Marta Skreta

Date:

Speaker

Marta is a PhD student in Computer Science at the University of Toronto and Vector Institute working with Alán Aspuru-Guzik under the Canada Graduate Scholarship. Her research focuses on molecular discovery using generative modelling, as well as automating chemistry experiments in self-driving labs. Previously, Marta completed internships at Apple and Mila AI for Humanity, and has also been invited as a speaker at Google Deepmind, CECAM, the Accelerate Conference, LoGG, and FutureHouse. Marta is a founding member of the AI4Materials workshop (NeurIPS 2022-24 and ICLR 2025) and the Frontiers in Probabilistic Learning workshop (ICLR 2025).

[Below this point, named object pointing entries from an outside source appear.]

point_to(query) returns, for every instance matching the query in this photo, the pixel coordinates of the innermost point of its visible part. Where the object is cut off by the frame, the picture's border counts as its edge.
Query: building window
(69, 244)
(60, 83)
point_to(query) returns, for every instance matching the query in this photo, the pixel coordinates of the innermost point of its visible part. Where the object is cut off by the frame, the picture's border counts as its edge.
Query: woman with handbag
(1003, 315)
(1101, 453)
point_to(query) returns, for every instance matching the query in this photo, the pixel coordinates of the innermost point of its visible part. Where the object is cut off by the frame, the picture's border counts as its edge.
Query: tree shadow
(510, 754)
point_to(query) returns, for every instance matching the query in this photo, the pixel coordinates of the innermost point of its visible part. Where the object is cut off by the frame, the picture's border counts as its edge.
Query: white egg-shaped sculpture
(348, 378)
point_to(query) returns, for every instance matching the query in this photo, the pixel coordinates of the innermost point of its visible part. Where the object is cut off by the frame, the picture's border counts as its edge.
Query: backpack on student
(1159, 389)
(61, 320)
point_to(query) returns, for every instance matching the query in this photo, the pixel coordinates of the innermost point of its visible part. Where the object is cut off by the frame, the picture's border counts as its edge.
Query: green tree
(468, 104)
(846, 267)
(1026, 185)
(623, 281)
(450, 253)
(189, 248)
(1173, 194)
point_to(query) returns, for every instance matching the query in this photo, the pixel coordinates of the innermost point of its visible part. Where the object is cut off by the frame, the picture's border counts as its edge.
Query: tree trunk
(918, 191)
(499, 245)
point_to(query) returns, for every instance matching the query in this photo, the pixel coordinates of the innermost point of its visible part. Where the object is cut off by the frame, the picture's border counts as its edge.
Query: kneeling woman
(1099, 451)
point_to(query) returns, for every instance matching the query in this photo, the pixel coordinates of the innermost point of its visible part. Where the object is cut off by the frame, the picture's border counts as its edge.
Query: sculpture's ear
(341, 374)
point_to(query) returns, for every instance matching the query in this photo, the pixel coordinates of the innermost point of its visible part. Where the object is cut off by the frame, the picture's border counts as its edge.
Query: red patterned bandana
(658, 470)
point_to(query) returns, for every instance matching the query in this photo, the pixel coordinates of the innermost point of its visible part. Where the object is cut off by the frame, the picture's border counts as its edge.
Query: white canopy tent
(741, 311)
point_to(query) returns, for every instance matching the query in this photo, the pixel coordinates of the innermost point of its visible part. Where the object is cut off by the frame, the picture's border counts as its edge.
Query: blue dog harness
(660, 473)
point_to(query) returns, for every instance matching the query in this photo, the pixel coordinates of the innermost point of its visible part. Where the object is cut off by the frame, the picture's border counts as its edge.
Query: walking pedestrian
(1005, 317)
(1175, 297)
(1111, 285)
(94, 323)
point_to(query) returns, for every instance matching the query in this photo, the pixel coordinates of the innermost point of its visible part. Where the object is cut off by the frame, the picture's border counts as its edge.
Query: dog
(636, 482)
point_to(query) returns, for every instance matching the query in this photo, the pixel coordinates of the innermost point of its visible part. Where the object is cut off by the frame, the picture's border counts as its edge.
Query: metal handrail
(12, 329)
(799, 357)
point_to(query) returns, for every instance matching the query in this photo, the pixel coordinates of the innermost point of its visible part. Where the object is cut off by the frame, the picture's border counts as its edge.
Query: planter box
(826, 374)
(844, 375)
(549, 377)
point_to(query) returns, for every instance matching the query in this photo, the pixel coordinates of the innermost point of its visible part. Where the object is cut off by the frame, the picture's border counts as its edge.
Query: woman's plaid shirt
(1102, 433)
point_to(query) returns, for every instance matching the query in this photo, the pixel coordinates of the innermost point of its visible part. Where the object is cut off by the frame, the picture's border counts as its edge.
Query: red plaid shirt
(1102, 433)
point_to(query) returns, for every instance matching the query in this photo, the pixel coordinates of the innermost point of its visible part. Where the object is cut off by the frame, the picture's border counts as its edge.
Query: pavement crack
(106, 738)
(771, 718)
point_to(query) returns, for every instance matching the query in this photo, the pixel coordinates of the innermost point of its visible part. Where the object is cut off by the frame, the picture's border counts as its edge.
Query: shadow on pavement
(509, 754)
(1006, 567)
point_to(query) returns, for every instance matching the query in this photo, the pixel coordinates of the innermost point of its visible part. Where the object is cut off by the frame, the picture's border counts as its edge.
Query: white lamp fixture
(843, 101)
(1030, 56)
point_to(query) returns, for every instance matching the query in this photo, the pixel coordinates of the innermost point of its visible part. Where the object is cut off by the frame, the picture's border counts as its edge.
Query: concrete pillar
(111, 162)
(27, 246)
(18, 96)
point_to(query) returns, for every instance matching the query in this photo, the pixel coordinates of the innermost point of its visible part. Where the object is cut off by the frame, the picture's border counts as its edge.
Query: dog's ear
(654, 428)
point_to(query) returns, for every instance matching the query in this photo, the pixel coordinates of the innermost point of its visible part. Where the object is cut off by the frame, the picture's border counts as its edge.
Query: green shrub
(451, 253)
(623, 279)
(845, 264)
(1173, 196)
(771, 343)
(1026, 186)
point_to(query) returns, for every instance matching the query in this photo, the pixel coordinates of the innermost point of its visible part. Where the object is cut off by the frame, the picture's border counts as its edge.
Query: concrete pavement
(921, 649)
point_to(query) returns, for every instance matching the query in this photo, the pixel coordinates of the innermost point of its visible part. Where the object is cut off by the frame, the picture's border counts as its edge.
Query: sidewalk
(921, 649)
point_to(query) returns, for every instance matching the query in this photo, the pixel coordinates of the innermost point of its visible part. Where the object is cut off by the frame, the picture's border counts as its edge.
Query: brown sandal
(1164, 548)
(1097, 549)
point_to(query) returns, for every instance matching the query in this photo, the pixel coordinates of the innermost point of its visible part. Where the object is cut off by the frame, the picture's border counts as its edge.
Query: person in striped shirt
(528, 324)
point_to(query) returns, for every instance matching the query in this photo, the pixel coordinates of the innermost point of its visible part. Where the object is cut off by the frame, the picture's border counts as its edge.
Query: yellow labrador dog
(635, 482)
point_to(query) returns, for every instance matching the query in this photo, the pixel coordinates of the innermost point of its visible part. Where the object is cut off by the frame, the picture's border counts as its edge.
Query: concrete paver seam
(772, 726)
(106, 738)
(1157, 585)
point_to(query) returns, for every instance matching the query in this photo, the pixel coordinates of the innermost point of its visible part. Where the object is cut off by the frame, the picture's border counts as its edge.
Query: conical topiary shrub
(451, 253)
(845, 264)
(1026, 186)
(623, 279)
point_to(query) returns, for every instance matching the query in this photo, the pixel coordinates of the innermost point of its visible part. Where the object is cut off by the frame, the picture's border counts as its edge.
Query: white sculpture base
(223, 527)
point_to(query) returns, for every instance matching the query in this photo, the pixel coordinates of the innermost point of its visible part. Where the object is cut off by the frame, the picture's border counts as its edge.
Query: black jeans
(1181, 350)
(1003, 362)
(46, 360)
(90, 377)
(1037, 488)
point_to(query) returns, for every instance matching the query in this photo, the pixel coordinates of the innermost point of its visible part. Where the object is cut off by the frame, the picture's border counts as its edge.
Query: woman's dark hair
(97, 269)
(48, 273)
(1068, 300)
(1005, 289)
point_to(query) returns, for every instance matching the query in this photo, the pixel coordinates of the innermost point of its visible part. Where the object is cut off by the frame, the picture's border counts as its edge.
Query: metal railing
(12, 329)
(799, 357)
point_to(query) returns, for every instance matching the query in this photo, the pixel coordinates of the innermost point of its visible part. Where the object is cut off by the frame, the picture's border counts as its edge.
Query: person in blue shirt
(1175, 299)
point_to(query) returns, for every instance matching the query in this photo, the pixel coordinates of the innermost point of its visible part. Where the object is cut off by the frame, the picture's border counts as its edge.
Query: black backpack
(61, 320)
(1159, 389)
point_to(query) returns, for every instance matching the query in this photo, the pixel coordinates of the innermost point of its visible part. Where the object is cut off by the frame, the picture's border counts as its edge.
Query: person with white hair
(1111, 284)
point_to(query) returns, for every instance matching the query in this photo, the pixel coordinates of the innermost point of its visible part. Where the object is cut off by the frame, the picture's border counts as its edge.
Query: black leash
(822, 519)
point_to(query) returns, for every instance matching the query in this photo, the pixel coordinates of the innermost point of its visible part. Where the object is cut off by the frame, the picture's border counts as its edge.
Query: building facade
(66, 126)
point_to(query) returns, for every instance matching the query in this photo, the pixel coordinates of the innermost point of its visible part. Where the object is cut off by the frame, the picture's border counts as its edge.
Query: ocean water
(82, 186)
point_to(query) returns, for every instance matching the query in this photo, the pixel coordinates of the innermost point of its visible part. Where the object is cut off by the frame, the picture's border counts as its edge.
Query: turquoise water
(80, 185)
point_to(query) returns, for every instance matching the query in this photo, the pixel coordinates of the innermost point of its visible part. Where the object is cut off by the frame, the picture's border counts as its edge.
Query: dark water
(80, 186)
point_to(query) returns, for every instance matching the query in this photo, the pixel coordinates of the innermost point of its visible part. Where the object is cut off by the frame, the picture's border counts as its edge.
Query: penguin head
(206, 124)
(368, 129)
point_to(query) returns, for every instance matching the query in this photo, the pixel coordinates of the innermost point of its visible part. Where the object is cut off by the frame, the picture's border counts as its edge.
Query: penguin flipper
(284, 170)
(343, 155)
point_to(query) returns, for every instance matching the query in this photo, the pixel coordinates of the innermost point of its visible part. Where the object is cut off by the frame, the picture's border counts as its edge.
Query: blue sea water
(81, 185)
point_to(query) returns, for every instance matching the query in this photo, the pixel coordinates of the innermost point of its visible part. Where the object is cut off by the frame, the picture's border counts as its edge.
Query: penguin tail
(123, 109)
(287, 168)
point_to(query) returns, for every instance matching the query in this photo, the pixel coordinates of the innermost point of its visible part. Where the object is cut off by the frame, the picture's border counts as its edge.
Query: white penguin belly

Speaker Links: Website - Google Scholar

Abstract

Automating chemistry experiments in self-driving labs is an exciting area but there remain many challenging problems we need to solve. Adding natural language interfaces to autonomous chemistry experiment systems lowers the barrier to using complicated robotics systems and increases utility for non-expert users, but translating natural language experiment descriptions from users into low-level robotics languages is nontrivial. Furthermore, while recent advances have used large language models to generate task plans, reliably executing those plans in the real world by an embodied agent remains challenging. To enable autonomous chemistry experiments, robots must interpret natural language commands, perceive the workspace, autonomously plan multi-step actions and motions, consider safety precautions, and interact with various laboratory equipment. In this talk, I will describe our progress towards creating a robot chemist, including a framework that can plan long-horizon chemistry experiments from natural language inputs and execute them on a real robot.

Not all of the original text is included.